While Colette throughout her career has switched identities from Colette (who threw her own funeral) to Justine to Mata Hari to Countess Reichenbach and The House of Olympia, her fabric-swaddled installations, interest in fashion and understanding of collaged installations as transformative have remained consistent. Comparing her installations to rituals, Colette explained that she wants to “understand the invisible through making art.”

I Am Collaged Parts

K8 Hardy, Credit Default Swap, 2012 (Courtesy the artist and Reena Spaulings Fine Art, New York)

K8 Hardy, Credit Default Swap, 2012 (Courtesy the artist and Reena Spaulings Fine Art, New York)

As Brion Gysin observes, “My ambition was to destroy the assumed natural links of language, that in the end are but expressions of Power, the favorite weapon of control or even the essence of control” (76).

One of the main purposes of “Fashioning Personnae: Collage, Gender and Feminism” was to discover the potential feminist power of collage, as a means to subvert patriarchal power.

According to Colette, she felt alienated from feminism when she started her art career in the 1970s due to the suspicion of early feminists of a hyper-feminine, heavily made-up and fashionable artist. Known for her gorgeous Victorian Goth aesthetic, Colette’s celebration of femininity was seen as frivolous to many feminists. Colette figured “I’m just going to do my own thing.
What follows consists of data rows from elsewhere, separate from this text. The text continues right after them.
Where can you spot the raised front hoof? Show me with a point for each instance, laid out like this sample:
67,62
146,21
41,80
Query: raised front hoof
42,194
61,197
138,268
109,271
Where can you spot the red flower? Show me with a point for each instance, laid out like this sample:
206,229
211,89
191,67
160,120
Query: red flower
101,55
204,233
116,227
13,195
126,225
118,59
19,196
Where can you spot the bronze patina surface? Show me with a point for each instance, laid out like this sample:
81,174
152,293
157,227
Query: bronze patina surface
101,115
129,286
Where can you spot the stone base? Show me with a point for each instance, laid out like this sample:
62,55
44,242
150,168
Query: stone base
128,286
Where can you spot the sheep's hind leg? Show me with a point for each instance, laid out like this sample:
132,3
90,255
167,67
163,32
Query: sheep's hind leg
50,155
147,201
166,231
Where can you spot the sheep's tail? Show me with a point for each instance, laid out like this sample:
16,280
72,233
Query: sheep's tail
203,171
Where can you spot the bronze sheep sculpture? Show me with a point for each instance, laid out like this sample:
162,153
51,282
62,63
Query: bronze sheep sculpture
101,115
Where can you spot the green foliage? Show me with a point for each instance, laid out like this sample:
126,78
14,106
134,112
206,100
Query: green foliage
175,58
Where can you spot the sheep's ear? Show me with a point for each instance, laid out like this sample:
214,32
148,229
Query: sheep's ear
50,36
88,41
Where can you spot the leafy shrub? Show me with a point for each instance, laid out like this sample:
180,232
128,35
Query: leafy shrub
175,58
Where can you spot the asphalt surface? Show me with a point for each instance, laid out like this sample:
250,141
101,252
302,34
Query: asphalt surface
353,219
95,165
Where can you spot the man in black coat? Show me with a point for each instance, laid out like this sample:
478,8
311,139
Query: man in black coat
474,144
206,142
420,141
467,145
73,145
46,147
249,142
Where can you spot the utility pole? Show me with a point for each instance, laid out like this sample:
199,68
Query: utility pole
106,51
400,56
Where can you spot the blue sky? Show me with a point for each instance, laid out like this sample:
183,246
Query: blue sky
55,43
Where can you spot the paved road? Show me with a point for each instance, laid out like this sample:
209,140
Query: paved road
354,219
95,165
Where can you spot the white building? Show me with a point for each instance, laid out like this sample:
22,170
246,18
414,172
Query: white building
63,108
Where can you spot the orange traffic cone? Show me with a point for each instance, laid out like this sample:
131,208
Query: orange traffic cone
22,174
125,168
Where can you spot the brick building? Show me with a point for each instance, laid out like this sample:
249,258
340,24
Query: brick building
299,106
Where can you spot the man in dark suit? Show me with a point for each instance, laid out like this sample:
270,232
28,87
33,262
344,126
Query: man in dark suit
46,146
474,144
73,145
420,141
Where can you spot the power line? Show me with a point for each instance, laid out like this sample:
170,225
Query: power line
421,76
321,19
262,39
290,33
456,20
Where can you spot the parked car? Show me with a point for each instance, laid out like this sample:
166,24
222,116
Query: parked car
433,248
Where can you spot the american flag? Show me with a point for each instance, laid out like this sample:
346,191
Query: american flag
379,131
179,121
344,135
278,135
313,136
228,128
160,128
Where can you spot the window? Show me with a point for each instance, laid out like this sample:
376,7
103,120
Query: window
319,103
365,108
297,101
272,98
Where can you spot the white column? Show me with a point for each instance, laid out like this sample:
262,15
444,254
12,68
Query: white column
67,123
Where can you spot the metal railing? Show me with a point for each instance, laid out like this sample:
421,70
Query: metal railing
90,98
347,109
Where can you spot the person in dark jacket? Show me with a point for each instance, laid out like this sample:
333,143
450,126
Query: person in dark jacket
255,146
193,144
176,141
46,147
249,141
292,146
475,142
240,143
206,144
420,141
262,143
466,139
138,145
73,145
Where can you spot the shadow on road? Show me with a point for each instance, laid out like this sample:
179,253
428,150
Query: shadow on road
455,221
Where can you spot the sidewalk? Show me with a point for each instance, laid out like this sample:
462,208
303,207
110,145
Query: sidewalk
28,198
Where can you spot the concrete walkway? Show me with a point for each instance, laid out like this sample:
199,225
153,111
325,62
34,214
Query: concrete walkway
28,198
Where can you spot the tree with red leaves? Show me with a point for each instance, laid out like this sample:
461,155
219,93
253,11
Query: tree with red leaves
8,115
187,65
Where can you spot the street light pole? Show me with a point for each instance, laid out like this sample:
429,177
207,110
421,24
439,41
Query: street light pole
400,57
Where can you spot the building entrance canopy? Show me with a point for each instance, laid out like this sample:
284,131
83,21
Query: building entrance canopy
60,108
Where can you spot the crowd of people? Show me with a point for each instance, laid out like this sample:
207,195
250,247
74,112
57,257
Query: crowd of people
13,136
That was the most feminist thing I could do.”

Despite Colette’s separation from 1970s feminists, her collaged art, as well as the others on the panel, undoubtedly participates in a feminist discourse.

Perhaps the artist who expressed her connection to feminism the most was K8 Hardy, who declared that for her, collage was inherently anti-patriarchal due to its ambiguous, ever-evolving meanings. For Hardy, collage’s meaning “is never clear. You can jump around and guess. There is no end point.”

Subverting linear narratives and direct meanings, collage is a more fluid art form, which recalls French feminist Luce Irigaray’s This Sex Which Is Not One. While Irigaray’s work in recent years has been brushed aside due to its obvious essentialism, I still believe her writings contain some important and useful ideas.

In Irigaray’s “The Power of Discourse” in This Sex Which Is Not One, she discusses the need to create a new discourse, one that transgresses masculine linear forms. As she explains, “We need to proceed in a way that linear reading is no longer possible” (80).

Calling for a more fluid, feminine discourse, Irigaray details, “This language work would thus attempt to thwart any manipulation of discourse that would also leave discourse intact. Not necessarily, in the utterance, but in its autological presuppositions. Its function would thus be to cast phallocentrisms, phallocraticim, loose from its moorings in order to return the masculine to its own language, leaving open the possibility of a different language.” (80).

Creating a space for a different understanding of images, narratives and even language, collage follows Irigaray’s call for a more fluid, more ambigious language in comparison to a linear masculine language. For example Colette’s art, in particular, participates in a similar feminist narrative with her use of feminine materials, colors and forms, in order to construct new feminine artistic language.

Breaking Sex 

Breyer P-Orridge,  Doppelgangered, 2008 (Courtesy the artist and the Andy Warhol Museum)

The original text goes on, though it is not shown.